Multiple law enforcement officers from Uvalde, the state Department of Public Safety, U.S. Border Patrol and other agencies can be seen in the video. Many were heavily armed and had shields but waited more than an hour before they stormed the classroom.

Much of the details shown in the video have already been disclosed in media reports and details released by law enforcement. The Texas Tribune reviewed the footage on June 20, publishing a detailed written account based on the footage, other media reports and law enforcement records. The Tribune and the Statesman have also both published still images from security footage.

But the video itself shows in agonizing detail the waiting done outside the classroom.

Its release drew frustration from some state officials who said they wanted the families of the victims to have the opportunity to see the footage first. Burrows said Tuesday before the video’s publication that “we feel strongly that members of the Uvalde community should have the opportunity to see the video and hear from us before they are made public.”

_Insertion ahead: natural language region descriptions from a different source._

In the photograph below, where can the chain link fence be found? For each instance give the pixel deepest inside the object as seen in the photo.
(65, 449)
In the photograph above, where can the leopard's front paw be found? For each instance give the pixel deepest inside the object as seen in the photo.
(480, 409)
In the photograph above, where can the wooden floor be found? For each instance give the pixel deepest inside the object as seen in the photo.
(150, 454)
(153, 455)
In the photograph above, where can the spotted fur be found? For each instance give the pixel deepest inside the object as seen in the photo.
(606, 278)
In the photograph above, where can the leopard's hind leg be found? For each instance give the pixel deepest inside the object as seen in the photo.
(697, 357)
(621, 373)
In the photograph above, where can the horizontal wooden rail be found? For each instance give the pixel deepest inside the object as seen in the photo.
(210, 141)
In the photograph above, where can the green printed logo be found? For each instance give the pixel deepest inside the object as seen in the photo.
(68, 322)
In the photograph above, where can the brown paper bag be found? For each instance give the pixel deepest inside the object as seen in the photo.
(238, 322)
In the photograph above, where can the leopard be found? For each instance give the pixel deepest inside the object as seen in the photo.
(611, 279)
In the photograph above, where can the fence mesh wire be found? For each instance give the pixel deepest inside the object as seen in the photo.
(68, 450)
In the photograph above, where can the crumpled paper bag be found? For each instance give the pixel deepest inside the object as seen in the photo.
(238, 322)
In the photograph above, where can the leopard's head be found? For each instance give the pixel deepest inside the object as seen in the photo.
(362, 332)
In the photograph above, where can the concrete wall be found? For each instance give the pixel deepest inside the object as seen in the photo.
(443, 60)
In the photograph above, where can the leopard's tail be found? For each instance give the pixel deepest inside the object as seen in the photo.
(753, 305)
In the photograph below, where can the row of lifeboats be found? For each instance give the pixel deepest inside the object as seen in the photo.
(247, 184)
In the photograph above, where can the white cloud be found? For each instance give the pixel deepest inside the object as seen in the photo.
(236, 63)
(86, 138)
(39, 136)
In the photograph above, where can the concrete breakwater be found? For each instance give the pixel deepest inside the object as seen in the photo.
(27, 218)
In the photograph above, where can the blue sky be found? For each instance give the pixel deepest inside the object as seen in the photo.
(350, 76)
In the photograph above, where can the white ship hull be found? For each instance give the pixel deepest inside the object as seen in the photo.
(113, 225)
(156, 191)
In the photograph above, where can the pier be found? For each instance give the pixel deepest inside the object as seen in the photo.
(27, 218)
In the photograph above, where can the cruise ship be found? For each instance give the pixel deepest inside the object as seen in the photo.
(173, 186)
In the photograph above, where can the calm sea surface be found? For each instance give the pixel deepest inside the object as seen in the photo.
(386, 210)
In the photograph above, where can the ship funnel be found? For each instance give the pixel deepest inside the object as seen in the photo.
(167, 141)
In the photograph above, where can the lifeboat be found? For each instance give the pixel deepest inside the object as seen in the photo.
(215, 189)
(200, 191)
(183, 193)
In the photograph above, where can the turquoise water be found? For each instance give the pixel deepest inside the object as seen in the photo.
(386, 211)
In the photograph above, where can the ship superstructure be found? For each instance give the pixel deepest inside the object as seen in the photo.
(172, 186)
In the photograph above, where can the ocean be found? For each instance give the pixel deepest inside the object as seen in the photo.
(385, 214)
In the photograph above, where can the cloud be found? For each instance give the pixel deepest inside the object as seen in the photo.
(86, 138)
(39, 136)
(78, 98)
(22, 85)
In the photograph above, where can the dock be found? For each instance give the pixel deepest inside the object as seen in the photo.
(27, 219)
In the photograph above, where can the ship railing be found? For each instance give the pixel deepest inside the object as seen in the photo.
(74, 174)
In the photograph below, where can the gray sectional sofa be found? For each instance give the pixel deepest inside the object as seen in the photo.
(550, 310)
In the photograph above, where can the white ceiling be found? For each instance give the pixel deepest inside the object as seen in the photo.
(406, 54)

Afterward, he said he was “disappointed.” And DPS Director Steven McCraw said in a statement those “most affected should have been among the first to see it.”

It’s unclear who provided the video to the Statesman and KVUE.

The footage is being made public over the objection of the Uvalde County district attorney, who had instructed DPS not to provide the video to the committee.

“​As I stated during my testimony before the Senate Special Committee to Protect All Texans, this video provides horrifying evidence that the law enforcement response to the attack at Robb Elementary on May 24 was an abject failure,” McCraw said Tuesday. “In law enforcement, when one officer fails, we all fail.”

Since last month, the three-person House committee — which also includes El Paso Democrat state Rep. Joe Moody and former Republican state Supreme Court justice Eva Guzman — has interviewed more than a dozen witnesses behind closed doors, including law enforcement and school workers.

Their report will be the second investigation into the law enforcement response of the shooting to be made public. Last week, the Advanced Law Enforcement Rapid Response Training Center, located at Texas State University in San Marcos, released its comprehensive account of police tactics during the shooting.

Moody, the lone Democrat on the committee, said on Twitter that the report the House committee is preparing to release Sunday will provide more context to the video.

“A piecemeal release of information continues to tell part of a story that people deserve the complete truth about,” he said.

McCraw has said Uvalde schools police Chief Pete Arredondo was most responsible for a flawed response to the shooting. Uvalde CISD Superintendent Hal Harrell placed Arredondo on leave last month. Arredondo was elected to the Uvalde City Council before the shooting but wasn’t sworn in until after the massacre. Arredondo submitted his resignation from the City Council earlier this month. At Tuesday’s meeting, council members formally accepted that resignation and set a special election to fill his seat for November.

Since the May 24 shooting, community members have repeatedly pressed officials for details about what happened. Those calls intensified after Gov. Greg Abbott and DPS officials initially made several inaccurate statements about the police response. The governor and McCraw have since said that video footage from the school surveillance cameras should be released.

In Uvalde on Tuesday night, residents told McLaughlin it’s his job to stand up for the families who lost loved ones and get details of the investigations.

Resident Diana Olvedo-Karau said City Council members need to advocate aggressively for the families.

“If it means losing your seat, so be it,” she said.

Uvalde pastor Daniel Myers told the mayor he needs “to quit being so nice and step on some toes.”

The mayor said he was trying to get answers for the families.

Myers responded: “Well you need a bigger foot because they’re stepping all over you.”

Adam Martinez, whose 8-year-old son was at the school during the shooting, said the mayor blaming others is an excuse to not accept responsibility for not providing information to the families on the investigation.

“We used to have confidence in him but he hasn’t given us anything,” Martinez said. “He can do name calling but what we need is information.”